Après bientôt 9 ans à la tête du
Coq aux Champs** (Soheit Tinlot - Liège), le chef
Christophe Pauly s'offre pour la première fois un lift complet de son restaurant!
Bas les nappes!
C'est dans l'air du temps, de plus en plus de restaurants épurent et
déshabillent leurs tables! Diminution des coûts? Retour à la simplicité? Christophe Pauly n'a pas attendu de le savoir et à pris la tendance en marche. Place dorénavant au
bois brut comme seul apparat de table. Fini les traditionnels nappages blancs ultra coûteux et pompeux (et tant chéris par Michelin), ou encore les suites de couverts à n'en plus finir.

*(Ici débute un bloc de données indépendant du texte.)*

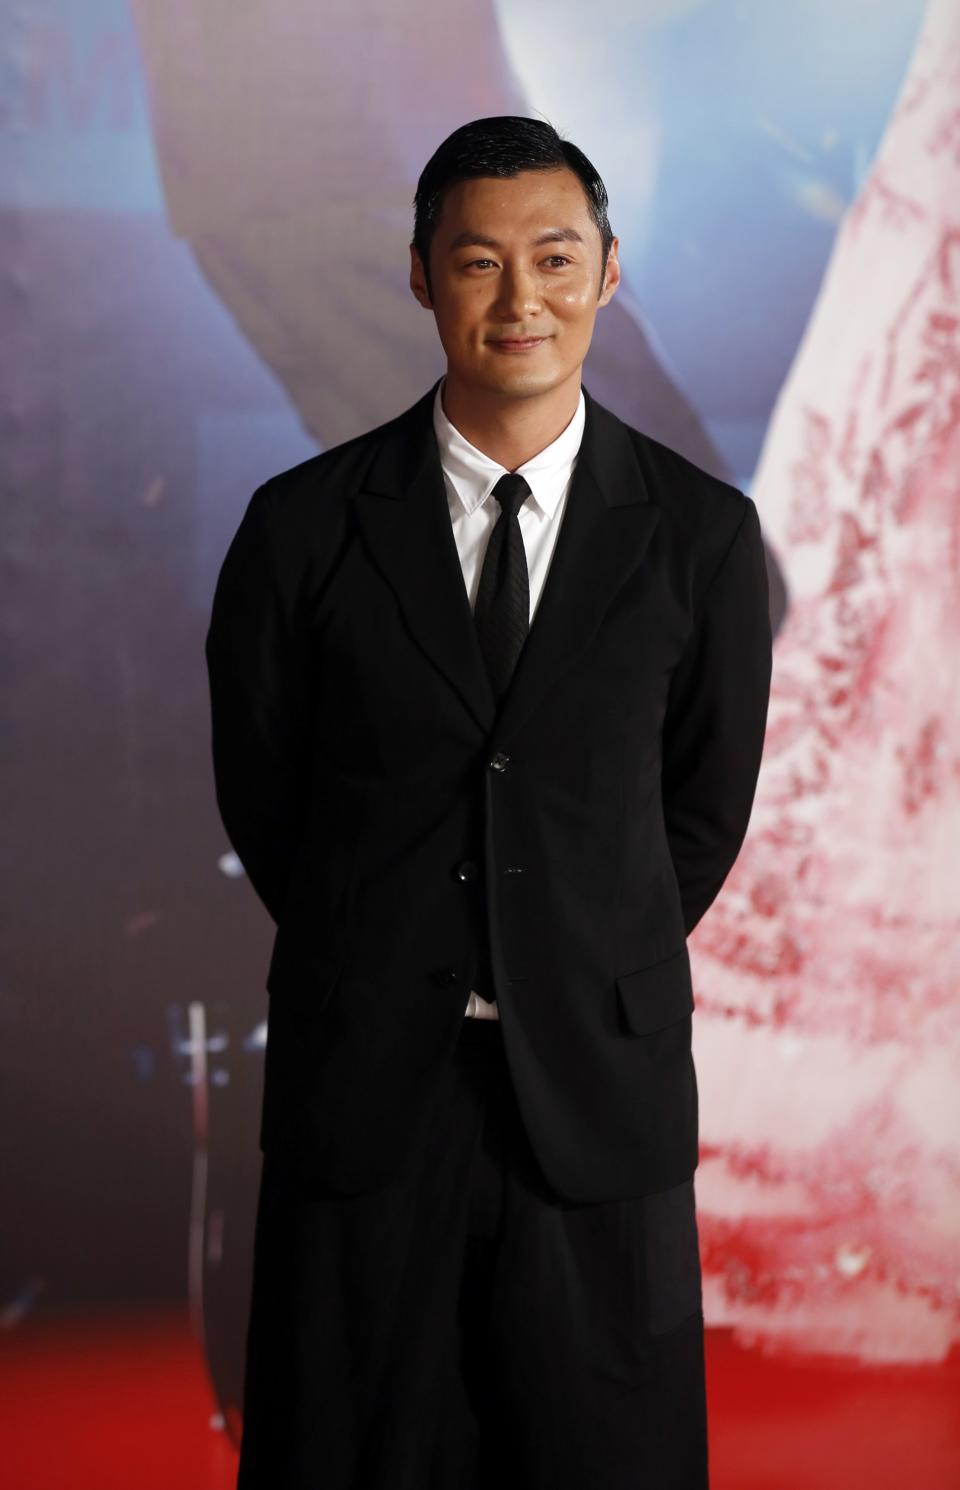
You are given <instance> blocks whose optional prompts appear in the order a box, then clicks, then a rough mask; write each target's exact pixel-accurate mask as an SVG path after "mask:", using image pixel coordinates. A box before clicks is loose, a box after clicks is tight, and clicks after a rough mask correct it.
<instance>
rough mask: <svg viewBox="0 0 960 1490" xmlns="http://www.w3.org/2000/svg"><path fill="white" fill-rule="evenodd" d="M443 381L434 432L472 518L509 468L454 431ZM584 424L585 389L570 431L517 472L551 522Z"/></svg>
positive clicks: (539, 454) (446, 463) (453, 489)
mask: <svg viewBox="0 0 960 1490" xmlns="http://www.w3.org/2000/svg"><path fill="white" fill-rule="evenodd" d="M444 381H446V378H441V380H440V383H438V384H437V393H435V396H434V431H435V434H437V444H438V447H440V462H441V465H443V469H444V472H446V475H447V477H449V478H450V484H452V486H453V490H455V492H456V495H458V498H459V499H461V504H462V505H464V508H465V510H467V511H468V513H473V511H474V510H476V508H477V507H480V505H481V504H483V502H486V499H487V496H489V495H490V492H492V490H493V487H495V486H496V483H498V481H499V478H501V475H504V472H505V469H507V468H505V466H502V465H498V463H496V460H492V459H490V457H489V456H487V454H484V453H483V450H477V447H476V446H471V443H470V440H467V438H465V437H464V435H462V434H461V432H459V429H458V428H456V425H452V423H450V420H449V419H447V416H446V413H444V408H443V386H444ZM584 420H586V401H584V398H583V389H580V399H578V402H577V410H575V413H574V417H572V419H571V422H569V425H568V426H566V429H563V431H560V434H559V435H558V437H556V440H553V441H550V444H549V446H546V448H544V450H540V451H538V453H537V454H535V456H534V457H532V459H531V460H526V462H525V463H523V465H522V466H517V474H519V475H522V477H523V478H525V480H526V483H528V486H529V489H531V495H532V499H534V501H535V502H537V505H538V507H540V508H541V511H543V513H546V516H547V517H553V514H555V513H556V508H558V505H559V501H560V496H562V495H563V490H565V487H566V481H568V478H569V474H571V471H572V468H574V462H575V459H577V451H578V450H580V441H581V440H583V426H584Z"/></svg>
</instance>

On allège, on respire,...place à l'essentiel: l'assiette!
Cuisine ouverte!
Et tant qu'à bouleverser les codes autant le faire à fond! C'est pourquoi, outre le retrait des nappes, Christophe Pauly a suivi un autre mouvement grandissant et a décidé d'
ouvrir complètement sa cuisine sur la salle de restaurant!
La réussite est totale, même si le changement n'a pas été sans crainte:
"On a paniqué le jour de l'ouverture! On se demandait si on y avait pas été un peu fort! Est-ce que les gens apprécieront? Ne regretteront-ils pas le rassurant et conventionnel habillage blanc? Ne seront-ils pas gênés de manger le nez sur la cuisine?". Sans compter la nouvelle organisation à mettre en place.
Les backstage deviennent la scène, "
on n'a pas le droit à l'erreur", ni aux cris et énervements. Attention,
le public observe! "Fondamentalement, ça ne change pas grand chose. On n'avait déjà rien à cacher avant. Et même mieux, le fait d'être vu à tout moment oblige à plus de retenue. Au fond, cette ouverture des cuisines, ça calme!".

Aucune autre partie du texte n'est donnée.